ROMA. Lavoro, banche, legge elettorale; ma anche l'immigrazione, con un possibile nuovo intervento del governo sulla querelle del reato di ingresso clandestino.
Sono questi i temi principali dell'agenda politica post Natalizia, che si intrecciano con quella della Corte costituzionale chiamata a pronunciarsi, rispettivamente l'11 gennaio e il 24, proprio sui temi del lavoro e della legge elettorale, con sentenze che avranno un impatto politico rilevante.
La Consulta, mercoledì, si pronuncerà sull'ammissibilità di tre referendum abrogativi della Cgil riguardanti il Jobs Act, i voucher e sugli appalti. L'Avvocatura dello Stato ha chiesto alla Corte di dichiarare inammissibile il referendum sul Jobs Act che non sarebbe soppressivo ma «manipolativo e propositivo».
Ci sono invece pochi dubbi sull'ammissibilità degli altri due quesiti. Ma sui voucher il Parlamento sta lavorando, non per abrogarli, bensì per modificarli, riportandoli all'originale profilo, dopo che la legge Fornero del 2012 e un decreto del 2013 del governo Letta li avevano liberalizzati: lo stesso 11 gennaio la Commissione lavoro della Camera riprenderà l'esame del ddl di Cesare Damiano (Pd), che va in questa direzione.
I referendum devono tenersi tra il 15 aprile e il 15 giugno; servirebbe dunque una corsa contro il tempo da parte di Camera e Senato per approvare la riforma dei voucher prima delle urne. Cosa possibile se si sceglie una data tarda.
Se poi la Corte ammettesse anche il referendum abrogativo del Jobs Act si porrebbe un problema politico per la maggioranza, analogo a quello presentatosi con il referendum costituzionale: una eventuale bocciatura popolare anche del Jobs Act sarebbe un terremoto per il governo e il Pd. E qui il tema lavoro si intreccia con quello della legge elettorale.
Il 24 gennaio è attesa la sentenza della Consulta su dei ricorsi contro alcuni punti dell'Italicum. Qualsiasi sarà la decisione, il problema è avere una legge elettorale omogenea per Camera e Senato, condizione posta dal presidente Sergio Mattarella, per andare al voto anticipato.
Ieri il renziano Roberto Giachetti (come il ministro Graziano Delrio e Ettore Rosato) ha insistito sull'approvazione rapida di una legge elettorale così da permettere urne in primavera. Ciò farebbe slittare di un anno i referendum: a Palazzo Chigi sottolineano che non c'è nesso tra le due cose, tanto è vero che l'Esecutivo non prenderà iniziative legislative sulla legge elettorale, limitandosi a «favorire» il lavoro delle Camere.

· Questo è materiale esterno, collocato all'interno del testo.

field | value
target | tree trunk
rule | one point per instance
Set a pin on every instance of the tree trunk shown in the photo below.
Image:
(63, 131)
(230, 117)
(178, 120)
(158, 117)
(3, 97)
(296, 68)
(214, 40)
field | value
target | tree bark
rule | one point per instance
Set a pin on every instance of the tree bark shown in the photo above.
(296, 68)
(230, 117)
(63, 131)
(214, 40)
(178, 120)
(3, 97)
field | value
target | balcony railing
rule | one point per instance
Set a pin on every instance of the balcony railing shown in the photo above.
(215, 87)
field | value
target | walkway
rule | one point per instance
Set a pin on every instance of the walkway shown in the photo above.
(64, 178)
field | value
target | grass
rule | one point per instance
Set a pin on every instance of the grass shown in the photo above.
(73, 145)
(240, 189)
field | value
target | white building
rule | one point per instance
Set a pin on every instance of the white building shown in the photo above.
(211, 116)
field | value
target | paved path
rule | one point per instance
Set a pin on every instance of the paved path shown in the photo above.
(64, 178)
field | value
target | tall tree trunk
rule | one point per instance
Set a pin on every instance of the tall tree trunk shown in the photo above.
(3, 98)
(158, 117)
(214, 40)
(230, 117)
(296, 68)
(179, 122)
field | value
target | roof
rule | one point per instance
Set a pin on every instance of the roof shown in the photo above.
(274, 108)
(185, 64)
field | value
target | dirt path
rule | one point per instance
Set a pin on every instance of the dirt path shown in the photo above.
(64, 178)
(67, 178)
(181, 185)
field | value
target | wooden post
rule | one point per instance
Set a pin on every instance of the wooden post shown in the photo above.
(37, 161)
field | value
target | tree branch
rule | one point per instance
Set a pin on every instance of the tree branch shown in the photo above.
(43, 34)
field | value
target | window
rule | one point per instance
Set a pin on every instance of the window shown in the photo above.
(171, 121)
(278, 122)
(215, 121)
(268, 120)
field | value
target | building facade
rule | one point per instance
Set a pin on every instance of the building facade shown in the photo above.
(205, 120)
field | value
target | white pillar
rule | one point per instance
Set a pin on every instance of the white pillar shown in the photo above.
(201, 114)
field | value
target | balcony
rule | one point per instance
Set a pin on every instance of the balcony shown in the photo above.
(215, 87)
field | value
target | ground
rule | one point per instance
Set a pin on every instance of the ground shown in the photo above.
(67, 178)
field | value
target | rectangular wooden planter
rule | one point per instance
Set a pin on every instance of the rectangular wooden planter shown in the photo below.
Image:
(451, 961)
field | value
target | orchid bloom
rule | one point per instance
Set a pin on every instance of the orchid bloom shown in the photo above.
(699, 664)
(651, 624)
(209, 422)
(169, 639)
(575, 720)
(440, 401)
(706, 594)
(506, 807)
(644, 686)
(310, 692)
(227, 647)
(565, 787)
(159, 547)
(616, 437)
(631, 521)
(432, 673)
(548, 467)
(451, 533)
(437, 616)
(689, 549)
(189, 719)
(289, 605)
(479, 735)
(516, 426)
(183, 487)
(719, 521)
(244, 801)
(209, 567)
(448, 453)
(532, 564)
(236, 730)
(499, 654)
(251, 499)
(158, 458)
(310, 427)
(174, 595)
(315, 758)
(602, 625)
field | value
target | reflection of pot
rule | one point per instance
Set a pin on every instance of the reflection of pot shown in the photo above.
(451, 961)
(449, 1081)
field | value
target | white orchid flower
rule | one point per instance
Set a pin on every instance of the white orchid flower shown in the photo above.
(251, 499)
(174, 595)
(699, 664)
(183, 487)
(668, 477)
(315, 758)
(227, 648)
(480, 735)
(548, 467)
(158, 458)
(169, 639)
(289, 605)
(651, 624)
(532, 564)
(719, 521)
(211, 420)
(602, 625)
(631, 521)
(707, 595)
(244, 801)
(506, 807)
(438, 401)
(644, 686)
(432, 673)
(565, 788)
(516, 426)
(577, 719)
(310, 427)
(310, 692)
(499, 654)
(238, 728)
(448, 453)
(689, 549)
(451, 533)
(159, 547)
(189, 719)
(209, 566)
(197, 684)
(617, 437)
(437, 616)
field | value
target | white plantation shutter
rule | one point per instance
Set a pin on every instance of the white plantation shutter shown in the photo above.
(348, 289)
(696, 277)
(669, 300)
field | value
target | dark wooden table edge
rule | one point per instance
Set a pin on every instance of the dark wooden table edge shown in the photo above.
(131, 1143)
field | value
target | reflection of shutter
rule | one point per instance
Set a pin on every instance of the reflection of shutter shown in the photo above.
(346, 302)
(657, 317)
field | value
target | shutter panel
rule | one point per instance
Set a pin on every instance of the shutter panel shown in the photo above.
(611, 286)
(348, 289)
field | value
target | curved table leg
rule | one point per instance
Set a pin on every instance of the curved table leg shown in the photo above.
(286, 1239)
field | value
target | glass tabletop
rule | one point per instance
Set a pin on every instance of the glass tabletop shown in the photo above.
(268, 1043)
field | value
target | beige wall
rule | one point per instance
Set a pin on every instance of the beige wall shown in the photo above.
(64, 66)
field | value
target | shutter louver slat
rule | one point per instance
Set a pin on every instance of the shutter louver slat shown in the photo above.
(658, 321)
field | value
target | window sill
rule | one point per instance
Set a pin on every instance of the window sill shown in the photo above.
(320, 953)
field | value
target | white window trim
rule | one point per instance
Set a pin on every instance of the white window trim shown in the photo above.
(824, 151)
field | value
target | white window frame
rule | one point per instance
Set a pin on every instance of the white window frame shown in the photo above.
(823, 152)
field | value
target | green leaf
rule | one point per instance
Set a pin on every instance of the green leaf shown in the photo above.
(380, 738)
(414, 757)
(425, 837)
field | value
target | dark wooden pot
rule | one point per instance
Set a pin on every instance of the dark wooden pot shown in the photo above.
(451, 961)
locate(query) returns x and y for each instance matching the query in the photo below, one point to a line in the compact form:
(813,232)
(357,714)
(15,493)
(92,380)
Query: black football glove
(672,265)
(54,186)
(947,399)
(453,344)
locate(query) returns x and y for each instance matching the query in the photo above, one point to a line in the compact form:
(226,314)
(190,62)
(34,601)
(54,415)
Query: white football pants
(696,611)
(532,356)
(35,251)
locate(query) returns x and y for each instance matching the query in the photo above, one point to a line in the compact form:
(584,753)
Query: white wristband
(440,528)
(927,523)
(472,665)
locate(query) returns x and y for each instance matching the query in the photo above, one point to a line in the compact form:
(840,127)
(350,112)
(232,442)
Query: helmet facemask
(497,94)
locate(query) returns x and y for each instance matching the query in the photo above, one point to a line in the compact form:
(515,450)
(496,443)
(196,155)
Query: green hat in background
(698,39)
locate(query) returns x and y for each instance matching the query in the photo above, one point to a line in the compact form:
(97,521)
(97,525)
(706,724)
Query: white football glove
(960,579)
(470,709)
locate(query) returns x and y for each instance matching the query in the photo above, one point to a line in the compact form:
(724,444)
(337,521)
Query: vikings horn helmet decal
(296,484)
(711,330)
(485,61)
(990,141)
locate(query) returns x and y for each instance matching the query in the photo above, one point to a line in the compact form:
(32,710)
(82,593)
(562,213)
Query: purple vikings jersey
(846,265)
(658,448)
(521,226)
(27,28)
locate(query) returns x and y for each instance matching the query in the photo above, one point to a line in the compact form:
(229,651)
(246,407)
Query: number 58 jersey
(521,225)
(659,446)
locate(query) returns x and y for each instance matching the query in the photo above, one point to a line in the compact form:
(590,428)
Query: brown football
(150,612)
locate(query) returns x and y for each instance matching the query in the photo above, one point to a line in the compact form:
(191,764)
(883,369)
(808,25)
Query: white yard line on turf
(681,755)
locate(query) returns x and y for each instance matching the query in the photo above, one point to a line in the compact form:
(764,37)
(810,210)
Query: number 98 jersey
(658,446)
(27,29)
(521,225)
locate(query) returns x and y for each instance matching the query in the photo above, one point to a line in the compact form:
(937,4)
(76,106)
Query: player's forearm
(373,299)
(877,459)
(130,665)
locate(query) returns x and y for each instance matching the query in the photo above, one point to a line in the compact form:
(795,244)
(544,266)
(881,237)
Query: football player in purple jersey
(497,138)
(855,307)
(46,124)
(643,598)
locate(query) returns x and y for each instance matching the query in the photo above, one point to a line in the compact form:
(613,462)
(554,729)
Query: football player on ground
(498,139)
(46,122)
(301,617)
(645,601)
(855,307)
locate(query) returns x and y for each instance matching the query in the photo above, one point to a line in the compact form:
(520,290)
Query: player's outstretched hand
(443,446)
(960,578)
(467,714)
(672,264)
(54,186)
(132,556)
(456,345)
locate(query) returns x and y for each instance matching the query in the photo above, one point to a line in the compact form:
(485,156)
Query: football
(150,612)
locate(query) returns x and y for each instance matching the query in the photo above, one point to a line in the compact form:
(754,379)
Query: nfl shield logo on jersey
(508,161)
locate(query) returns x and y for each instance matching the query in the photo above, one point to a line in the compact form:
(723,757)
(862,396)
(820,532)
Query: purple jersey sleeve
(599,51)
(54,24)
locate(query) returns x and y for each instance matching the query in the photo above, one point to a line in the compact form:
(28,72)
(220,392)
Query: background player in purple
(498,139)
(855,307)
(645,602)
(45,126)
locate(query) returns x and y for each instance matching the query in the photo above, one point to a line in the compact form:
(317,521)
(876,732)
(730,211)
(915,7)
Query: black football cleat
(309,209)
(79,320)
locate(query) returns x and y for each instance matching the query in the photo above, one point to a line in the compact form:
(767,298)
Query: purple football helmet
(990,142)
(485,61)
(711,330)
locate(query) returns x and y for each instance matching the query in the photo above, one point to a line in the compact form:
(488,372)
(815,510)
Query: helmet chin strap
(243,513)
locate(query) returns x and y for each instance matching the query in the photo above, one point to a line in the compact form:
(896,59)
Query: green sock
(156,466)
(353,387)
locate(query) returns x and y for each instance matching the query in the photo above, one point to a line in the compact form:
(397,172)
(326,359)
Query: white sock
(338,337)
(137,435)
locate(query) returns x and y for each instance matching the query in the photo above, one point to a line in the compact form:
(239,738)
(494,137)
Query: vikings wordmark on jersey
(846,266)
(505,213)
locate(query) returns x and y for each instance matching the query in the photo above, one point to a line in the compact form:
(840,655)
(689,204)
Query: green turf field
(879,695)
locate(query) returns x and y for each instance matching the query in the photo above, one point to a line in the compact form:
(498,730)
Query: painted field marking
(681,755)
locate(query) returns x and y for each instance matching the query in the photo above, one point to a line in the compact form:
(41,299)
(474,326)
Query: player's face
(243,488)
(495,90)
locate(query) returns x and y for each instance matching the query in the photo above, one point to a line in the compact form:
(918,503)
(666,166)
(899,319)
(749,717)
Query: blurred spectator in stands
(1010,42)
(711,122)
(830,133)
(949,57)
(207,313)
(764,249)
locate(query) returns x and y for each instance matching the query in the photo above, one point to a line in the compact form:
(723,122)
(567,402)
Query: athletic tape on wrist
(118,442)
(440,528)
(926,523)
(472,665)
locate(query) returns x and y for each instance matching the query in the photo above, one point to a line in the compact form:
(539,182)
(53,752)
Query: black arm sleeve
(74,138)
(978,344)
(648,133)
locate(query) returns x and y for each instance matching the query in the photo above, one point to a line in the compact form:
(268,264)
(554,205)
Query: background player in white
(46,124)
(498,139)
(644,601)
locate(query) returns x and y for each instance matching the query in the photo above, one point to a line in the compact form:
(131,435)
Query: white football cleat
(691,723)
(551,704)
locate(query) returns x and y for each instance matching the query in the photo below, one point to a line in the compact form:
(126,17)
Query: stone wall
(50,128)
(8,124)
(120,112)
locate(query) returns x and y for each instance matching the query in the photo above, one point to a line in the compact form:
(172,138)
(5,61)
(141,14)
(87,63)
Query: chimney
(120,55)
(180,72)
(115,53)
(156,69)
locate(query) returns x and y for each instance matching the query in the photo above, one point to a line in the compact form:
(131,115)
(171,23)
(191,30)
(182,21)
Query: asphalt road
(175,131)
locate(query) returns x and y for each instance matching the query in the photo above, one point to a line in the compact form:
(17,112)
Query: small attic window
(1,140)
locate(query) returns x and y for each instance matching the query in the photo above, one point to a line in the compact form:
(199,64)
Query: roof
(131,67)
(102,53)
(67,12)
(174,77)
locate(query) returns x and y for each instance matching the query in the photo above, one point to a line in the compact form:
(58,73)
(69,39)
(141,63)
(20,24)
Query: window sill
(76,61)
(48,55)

Comunque il governo ha trasmesso sia il decreto Milleproroghe sia il Salva-banche al Senato, lasciando così «libero» il Calendario della Camera per la riforma dell'Italicum. Il terzo grande tema sono le banche, con il decreto che inizierà il suo cammino in Commissione Finanze del Senato, martedì 10. Lo stesso giorno l'Aula di Palazzo Madama voterà per accordare la procedura di urgenza all'iter dei ddl (presentati da tutti i gruppi) che istituiscono una Commissione di inchiesta su Mps.
Il governo conta su un approccio bipartisan sul decreto banche, ma alla Camera il capogruppo di Fi Renato Brunetta ha portato in Aula una mozione sul tema che impegna il governo a iniziative legislative più ampie (compreso il ritocco della riforma delle Popolari) su cui non c'è consenso da parte della maggioranza. Anche sulla mozione si voterà in settimana e un clima di dialogo o infuocato potrebbe influire sul confronto sulla legge elettorale.